Effect of sampling interval length and Gaussian noise on the frequency-spectrum

Question

Suppose you have a signal $s(t)$, corrupted by Gaussian noise of $\eta(t)$ with zero mean and standard deviation $\sigma$. So that the measured signal is $f(t)=s(t)+\eta(t)$.

I now want to calculate the spectrum of the signal using FFT. For my particular case, I have found that for wavenumbers $q$ above a given cuttoff value $q_c$ (e.g. for short wavelengths), my spectrum of $s(t)$ will run into the noise floor of $\eta$. The noise floor due to the (ideal) Gaussian noise $\eta(t)$ in Fourier space is given by $\int \sigma^2 dt$ and thus depends on the length of sampling interval.

My question is:

• Is it possible to modify the noise-floor of the frequency spectrum in Fourier space by reducing the length of the sampling interval in the time-domain and thus gain SNR for a certain $q$-range of interest? In other words, could I do something like high-pass filter the whole signal and then take the FFT of a short region to reduce the noise. Or perhaps do something similar.

• If this is conceptually flawed, why?

• If it is not flawed, how would I do this and what are the limits/tradeoffs to doing this (obviously there has to be a limit). Also, what are the implications/requirements for the stationarity vs. non-stationarity of signal $s(t)$ in order to justify this?

Answer 1

Yes, you're on the right track. The key thing that would help you would not involve decreasing your sampling interval, but increasing your observation duration. Here's a qualitative explanation:

Recall the filterbank interpretation of the DFT:

$$ X[k] = \sum_{n=0}^{N-1} x[n] e^{\frac{-j2\pi k n}{N}} $$

In this view of the transform, the DFT implements a uniformly-spaced bank $N$ of critically-sampled filters. The frequency response of each filter in normalized frequency $\omega$ has the shape of a Dirichlet kernel, whose width is inversely proportional to $N$. So, as you increase the observation duration, you implicitly increase $N$, meaning that each bandpass filter covers a smaller portion of the frequency band. That means that proportionally less noise power is passed by each bin's corresponding filter.

This can help you if you're analyzing a narrowband signal such as a sinusoidal tone. Again, think of that situation as placing a bunch of bandpass filters in the hope that one will catch your signal of interest. You will maximize the SNR in the resulting observations by making those bandpass filters as narrow as possible, i.e. by making your DFT as long as possible. Thus, you can increase your DFT length in order to "push down the noise floor." To those who are familiar with spectrum analyzers, this is analogous to decreasing the resolution bandwidth.
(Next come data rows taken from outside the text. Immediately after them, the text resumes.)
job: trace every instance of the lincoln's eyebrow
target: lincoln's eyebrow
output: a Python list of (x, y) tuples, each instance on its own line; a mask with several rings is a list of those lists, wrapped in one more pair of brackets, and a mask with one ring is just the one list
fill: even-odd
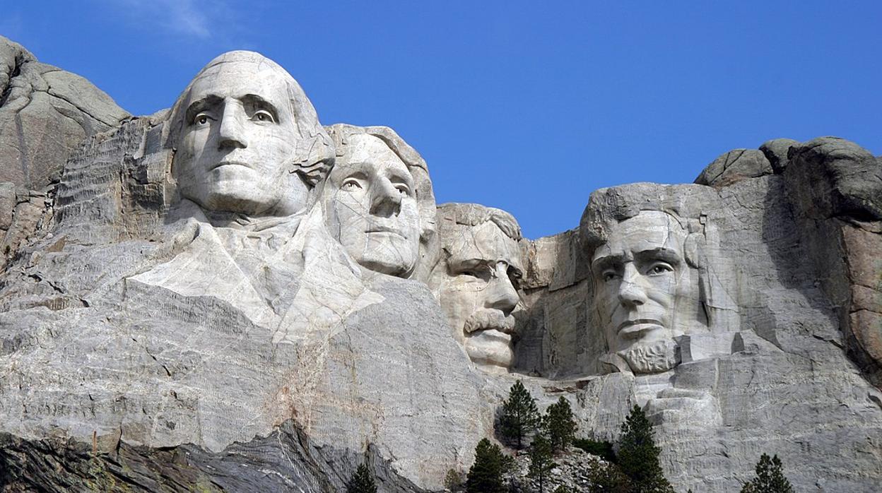
[(604, 255), (602, 257), (598, 257), (591, 261), (591, 268), (594, 270), (602, 269), (608, 267), (611, 264), (617, 262), (622, 262), (624, 260), (624, 255), (613, 254), (613, 255)]
[(669, 264), (679, 265), (682, 261), (682, 256), (676, 250), (664, 247), (647, 249), (638, 251), (634, 257), (636, 257), (638, 260), (643, 262), (647, 260), (663, 260)]
[(215, 96), (213, 94), (209, 94), (200, 100), (197, 100), (187, 107), (187, 111), (184, 113), (186, 120), (188, 123), (192, 122), (196, 118), (196, 115), (206, 108), (210, 108), (220, 102), (220, 96)]

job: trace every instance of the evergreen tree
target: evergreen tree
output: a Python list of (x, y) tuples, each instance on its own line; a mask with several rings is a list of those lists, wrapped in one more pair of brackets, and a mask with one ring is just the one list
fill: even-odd
[(593, 460), (588, 465), (587, 493), (631, 493), (631, 480), (618, 466)]
[(365, 464), (361, 464), (346, 485), (346, 493), (377, 493), (374, 476)]
[(551, 459), (551, 443), (544, 436), (536, 435), (530, 444), (530, 470), (527, 475), (539, 482), (539, 493), (544, 491), (549, 473), (557, 466)]
[(549, 406), (542, 418), (542, 428), (553, 452), (565, 451), (576, 436), (576, 420), (572, 417), (570, 403), (563, 396), (556, 404)]
[(756, 471), (757, 476), (751, 482), (744, 483), (741, 493), (793, 493), (793, 486), (784, 475), (777, 455), (769, 459), (767, 454), (762, 454)]
[(499, 445), (482, 438), (475, 447), (475, 463), (468, 469), (466, 491), (468, 493), (504, 493), (502, 474), (507, 467), (506, 456)]
[(622, 423), (619, 437), (618, 466), (631, 479), (634, 493), (664, 493), (673, 491), (659, 465), (661, 449), (655, 446), (653, 427), (639, 406)]
[(503, 437), (517, 444), (518, 450), (520, 450), (524, 437), (535, 430), (541, 421), (536, 400), (518, 380), (508, 392), (508, 399), (503, 401), (499, 431)]

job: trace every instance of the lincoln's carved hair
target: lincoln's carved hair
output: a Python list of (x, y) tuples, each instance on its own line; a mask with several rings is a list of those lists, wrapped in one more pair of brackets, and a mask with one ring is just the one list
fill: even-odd
[(496, 207), (487, 207), (480, 204), (442, 204), (438, 205), (438, 217), (442, 218), (441, 228), (444, 229), (445, 220), (452, 220), (462, 226), (478, 226), (492, 221), (506, 236), (519, 242), (521, 239), (520, 227), (514, 216)]
[(178, 138), (186, 124), (184, 121), (186, 106), (193, 83), (217, 65), (235, 63), (252, 63), (259, 70), (269, 69), (277, 72), (285, 80), (288, 102), (290, 105), (291, 114), (294, 115), (298, 133), (296, 136), (292, 136), (297, 140), (297, 146), (295, 153), (291, 159), (291, 170), (300, 175), (309, 187), (315, 187), (316, 183), (327, 176), (331, 167), (333, 166), (333, 142), (318, 123), (318, 116), (312, 103), (291, 74), (279, 63), (253, 51), (228, 51), (209, 62), (199, 73), (196, 74), (171, 108), (169, 124), (166, 131), (167, 146), (177, 147)]

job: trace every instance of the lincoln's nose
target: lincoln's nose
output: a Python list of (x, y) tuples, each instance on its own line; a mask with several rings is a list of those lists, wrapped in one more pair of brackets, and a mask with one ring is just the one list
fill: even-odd
[(484, 306), (487, 308), (499, 310), (508, 316), (514, 307), (518, 306), (520, 299), (518, 297), (517, 289), (512, 284), (512, 280), (508, 277), (508, 264), (497, 263), (486, 293)]

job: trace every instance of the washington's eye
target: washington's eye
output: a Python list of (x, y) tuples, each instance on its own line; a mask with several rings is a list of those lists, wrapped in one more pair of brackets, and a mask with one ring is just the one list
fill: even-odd
[(343, 182), (343, 185), (340, 186), (340, 188), (343, 190), (354, 190), (361, 189), (362, 184), (355, 180), (347, 180)]
[(251, 116), (252, 120), (258, 122), (273, 123), (275, 120), (273, 119), (273, 115), (265, 109), (258, 109), (254, 112), (254, 116)]
[(671, 266), (669, 265), (668, 264), (664, 263), (654, 264), (653, 265), (652, 267), (649, 268), (650, 275), (662, 275), (666, 273), (671, 273), (671, 272), (674, 272), (674, 269), (672, 269)]

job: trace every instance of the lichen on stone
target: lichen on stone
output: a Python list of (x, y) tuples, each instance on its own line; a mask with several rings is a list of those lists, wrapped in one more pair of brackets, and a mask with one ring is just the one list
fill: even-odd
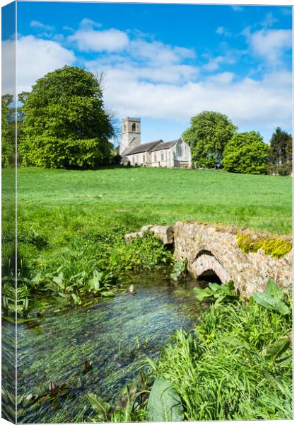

You can also make a theoretical argument for why this is the case. Assume the unitary definition of the DFT to avoid having scaling factors get in the way:

$$ X[k] = \frac{1}{\sqrt{N}}\sum_{n=0}^{N-1} x[n] e^{\frac{-j2\pi k n}{N}} $$

And recall Parseval's theorem for the DFT:

$$ \sum_{n=0}^{N-1} |x[n]|^2 = \sum_{k=0}^{N-1} |X[k]|^2 $$

Assume that $x[n]$ is a zero-mean white noise process with variance $\sigma^2$ and take the expectation of both sides:

$$ \sum_{n=0}^{N-1} \mathbb{E}\left(|x[n]|^2\right) = \sum_{k=0}^{N-1} \mathbb{E}\left(|X[k]|^2\right) $$ $$ N \sigma^2 = N \mathbb{E}\left(|X[k]|^2\right) $$ $$ \sigma^2 = \mathbb{E}\left(|X[k]|^2\right) $$

where I have made the assumption that $\mathbb{E}\left(|X[k]|^2\right)$ is a constant independent of $k$ (which is true, but I haven't shown it here; you can see a proof in this analysis of white noise in the frequency domain).
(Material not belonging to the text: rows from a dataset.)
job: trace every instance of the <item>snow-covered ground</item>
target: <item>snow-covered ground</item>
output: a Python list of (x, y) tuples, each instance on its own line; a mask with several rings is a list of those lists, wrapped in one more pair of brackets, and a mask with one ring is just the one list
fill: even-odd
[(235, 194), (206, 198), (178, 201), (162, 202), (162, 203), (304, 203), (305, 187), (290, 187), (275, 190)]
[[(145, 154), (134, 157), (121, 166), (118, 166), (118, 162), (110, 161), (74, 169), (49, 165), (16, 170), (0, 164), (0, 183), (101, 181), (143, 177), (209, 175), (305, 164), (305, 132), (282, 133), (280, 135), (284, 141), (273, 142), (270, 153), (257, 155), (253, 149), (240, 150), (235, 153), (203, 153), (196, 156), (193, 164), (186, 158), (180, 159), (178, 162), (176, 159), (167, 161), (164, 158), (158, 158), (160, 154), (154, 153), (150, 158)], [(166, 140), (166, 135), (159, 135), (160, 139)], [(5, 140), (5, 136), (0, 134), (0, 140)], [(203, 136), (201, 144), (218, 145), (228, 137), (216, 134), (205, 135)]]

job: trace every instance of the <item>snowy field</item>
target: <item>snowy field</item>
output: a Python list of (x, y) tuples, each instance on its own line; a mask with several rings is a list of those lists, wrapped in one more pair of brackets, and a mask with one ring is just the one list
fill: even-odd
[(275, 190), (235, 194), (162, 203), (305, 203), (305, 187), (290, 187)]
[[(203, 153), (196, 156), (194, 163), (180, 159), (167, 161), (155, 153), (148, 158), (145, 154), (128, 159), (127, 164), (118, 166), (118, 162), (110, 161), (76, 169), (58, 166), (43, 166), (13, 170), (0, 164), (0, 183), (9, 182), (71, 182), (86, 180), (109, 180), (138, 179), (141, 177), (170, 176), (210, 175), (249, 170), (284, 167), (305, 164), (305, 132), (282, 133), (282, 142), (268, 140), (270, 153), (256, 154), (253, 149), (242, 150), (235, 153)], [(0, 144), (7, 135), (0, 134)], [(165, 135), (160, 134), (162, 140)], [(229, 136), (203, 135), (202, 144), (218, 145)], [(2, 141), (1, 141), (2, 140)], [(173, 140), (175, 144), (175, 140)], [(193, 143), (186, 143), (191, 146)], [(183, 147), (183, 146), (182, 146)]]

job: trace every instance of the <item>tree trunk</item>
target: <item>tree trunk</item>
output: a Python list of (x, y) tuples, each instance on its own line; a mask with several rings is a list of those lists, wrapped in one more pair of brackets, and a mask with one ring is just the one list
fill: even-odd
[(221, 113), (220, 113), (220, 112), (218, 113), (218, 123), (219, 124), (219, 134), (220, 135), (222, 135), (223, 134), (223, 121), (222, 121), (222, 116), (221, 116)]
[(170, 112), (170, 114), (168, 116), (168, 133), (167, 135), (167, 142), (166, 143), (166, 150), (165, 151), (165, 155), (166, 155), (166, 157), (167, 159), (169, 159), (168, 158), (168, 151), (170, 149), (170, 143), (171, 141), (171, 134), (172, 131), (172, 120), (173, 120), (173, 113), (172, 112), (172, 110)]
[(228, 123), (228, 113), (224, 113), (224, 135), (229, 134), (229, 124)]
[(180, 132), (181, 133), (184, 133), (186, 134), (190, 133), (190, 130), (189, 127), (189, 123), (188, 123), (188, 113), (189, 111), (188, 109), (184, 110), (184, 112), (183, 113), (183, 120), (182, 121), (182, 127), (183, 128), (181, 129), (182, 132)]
The takeaway from this is that as you increase the DFT size $N$, the expected value of the noise spectrum's squared magnitude doesn't change under the unitary definition of the transform. However, let's look at what happens to the same quantity for the case of $x[n]$ being a sinusoidal tone of interest. Assume without loss of generality that the tone is at zero frequency (i.e. it is a constant; I will assume $x[n] = 1$):

$$ X[k] = \frac{1}{\sqrt{N}}\sum_{n=0}^{N-1} x[n] e^{\frac{-j2\pi k n}{N}} $$ $$ X[k] = \frac{1}{\sqrt{N}}\sum_{n=0}^{N-1} e^{\frac{-j2\pi k n}{N}} $$ $$ X[k] = \frac{1}{\sqrt{N}} N \delta[k] $$ $$ X[k] = \sqrt{N} \delta[k] $$ $$ |X[k]|^2 = N \delta[k] $$

This illustrates the payoff:

As you increase the DFT size $N$, the expected squared magnitude of the noise process in the frequency domain stays constant. However, the expected frequency-domain squared magnitude for a narrowband signal is proportional to $N$. Therefore, you can effectively increase the frequency-domain SNR by increasing the transform length $N$.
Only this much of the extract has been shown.